According to some estimates, the Great Salt Lake could dry out by the end of the decade unless immediate action is taken to preserve it.
Bryan Tarnowski, The New York Times/Redux

To avoid this environmental catastrophe, a patchwork of agencies and organizations across the state are working to help Utah residents manage their water use, which relies heavily on the rivers that feed the lake. Utah Water Savers offers rebates for low-flow appliances and encourages residents to swap out water-hungry lawns for drought tolerant plants, such as yarrow, Utah agave, and Rocky Mountain Juniper. The Utah Department of Agriculture and Food’s water optimization program is helping farmers transition from thirsty crops like alfalfa to sorghum or millet. And a new $815-million water reclamation facility will return millions of gallons of treated wastewater a day to Farmington Bay, an arm of Great Salt Lake, when it opens in the summer of 2026.
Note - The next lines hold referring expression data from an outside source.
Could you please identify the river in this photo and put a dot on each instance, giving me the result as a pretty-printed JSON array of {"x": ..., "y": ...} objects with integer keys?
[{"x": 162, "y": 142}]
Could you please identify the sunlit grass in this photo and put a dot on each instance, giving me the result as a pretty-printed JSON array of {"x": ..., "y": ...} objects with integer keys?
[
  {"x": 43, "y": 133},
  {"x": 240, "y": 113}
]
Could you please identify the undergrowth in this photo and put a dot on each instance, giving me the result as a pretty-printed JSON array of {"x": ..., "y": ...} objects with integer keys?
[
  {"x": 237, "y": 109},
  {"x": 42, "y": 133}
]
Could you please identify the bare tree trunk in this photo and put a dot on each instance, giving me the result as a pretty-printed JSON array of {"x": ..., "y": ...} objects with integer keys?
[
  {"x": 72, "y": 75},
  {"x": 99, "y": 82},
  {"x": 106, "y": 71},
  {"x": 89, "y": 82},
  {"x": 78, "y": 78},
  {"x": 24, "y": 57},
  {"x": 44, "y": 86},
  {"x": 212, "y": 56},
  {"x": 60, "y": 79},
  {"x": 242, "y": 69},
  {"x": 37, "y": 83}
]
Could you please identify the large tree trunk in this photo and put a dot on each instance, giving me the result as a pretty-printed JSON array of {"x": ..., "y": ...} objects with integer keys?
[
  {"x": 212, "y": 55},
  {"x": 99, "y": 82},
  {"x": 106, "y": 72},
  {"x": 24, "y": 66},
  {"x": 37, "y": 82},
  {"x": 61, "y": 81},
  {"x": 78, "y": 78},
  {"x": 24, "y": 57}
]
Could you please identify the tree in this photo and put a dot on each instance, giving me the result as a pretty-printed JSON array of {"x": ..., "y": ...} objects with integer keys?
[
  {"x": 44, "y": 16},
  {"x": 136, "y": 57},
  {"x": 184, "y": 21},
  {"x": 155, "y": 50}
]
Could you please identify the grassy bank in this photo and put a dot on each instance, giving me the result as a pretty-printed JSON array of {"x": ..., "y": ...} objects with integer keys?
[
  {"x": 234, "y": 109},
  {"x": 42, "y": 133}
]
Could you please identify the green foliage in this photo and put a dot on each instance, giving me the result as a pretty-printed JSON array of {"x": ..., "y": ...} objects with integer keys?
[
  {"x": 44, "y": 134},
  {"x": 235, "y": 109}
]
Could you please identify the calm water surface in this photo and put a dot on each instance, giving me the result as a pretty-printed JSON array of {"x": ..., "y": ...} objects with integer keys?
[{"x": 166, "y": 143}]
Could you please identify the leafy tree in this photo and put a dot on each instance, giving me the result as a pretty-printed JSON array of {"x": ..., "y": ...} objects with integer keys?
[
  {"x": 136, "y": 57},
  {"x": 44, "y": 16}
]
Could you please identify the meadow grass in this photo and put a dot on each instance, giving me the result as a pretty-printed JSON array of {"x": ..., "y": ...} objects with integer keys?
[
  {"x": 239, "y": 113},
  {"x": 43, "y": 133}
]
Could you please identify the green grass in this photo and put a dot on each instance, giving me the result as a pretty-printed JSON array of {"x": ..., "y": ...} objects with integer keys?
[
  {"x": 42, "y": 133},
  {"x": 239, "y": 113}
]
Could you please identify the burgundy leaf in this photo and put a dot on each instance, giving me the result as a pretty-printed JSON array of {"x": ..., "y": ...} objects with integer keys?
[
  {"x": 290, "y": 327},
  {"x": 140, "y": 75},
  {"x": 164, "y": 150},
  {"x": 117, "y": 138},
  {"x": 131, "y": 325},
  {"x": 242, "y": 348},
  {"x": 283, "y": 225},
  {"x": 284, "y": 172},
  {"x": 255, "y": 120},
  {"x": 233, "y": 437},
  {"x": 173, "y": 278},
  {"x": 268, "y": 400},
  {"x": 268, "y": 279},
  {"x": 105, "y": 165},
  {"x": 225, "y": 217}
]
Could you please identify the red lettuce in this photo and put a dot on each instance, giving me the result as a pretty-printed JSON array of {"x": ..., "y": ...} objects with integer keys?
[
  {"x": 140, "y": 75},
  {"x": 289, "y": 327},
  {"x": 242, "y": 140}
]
And with the possibility of $1 billion in federal aid flowing to Utah to salvage the lake, state officials have begun proposing a slew of ambitious plans to restore the Great Salt Lake—including developing a network of pipelines that could funnel water from wetter regions of the U.S., such as the Great Lakes or the Mississippi River Valley, and constructing desalination plants in California to similarly pipe water to the lake. 

But both Brooks and Baxter say these projects wouldn’t be completed in time to save the lake, which recent estimates suggest may dry out completely by the end of the decade if the region’s stroke of bad climate luck continues unabated. “We’ve really reached a tipping point,” Brooks says. “There’s no silver bullet. Everyone is going to have to contribute, and we’re going to have to think about water differently.”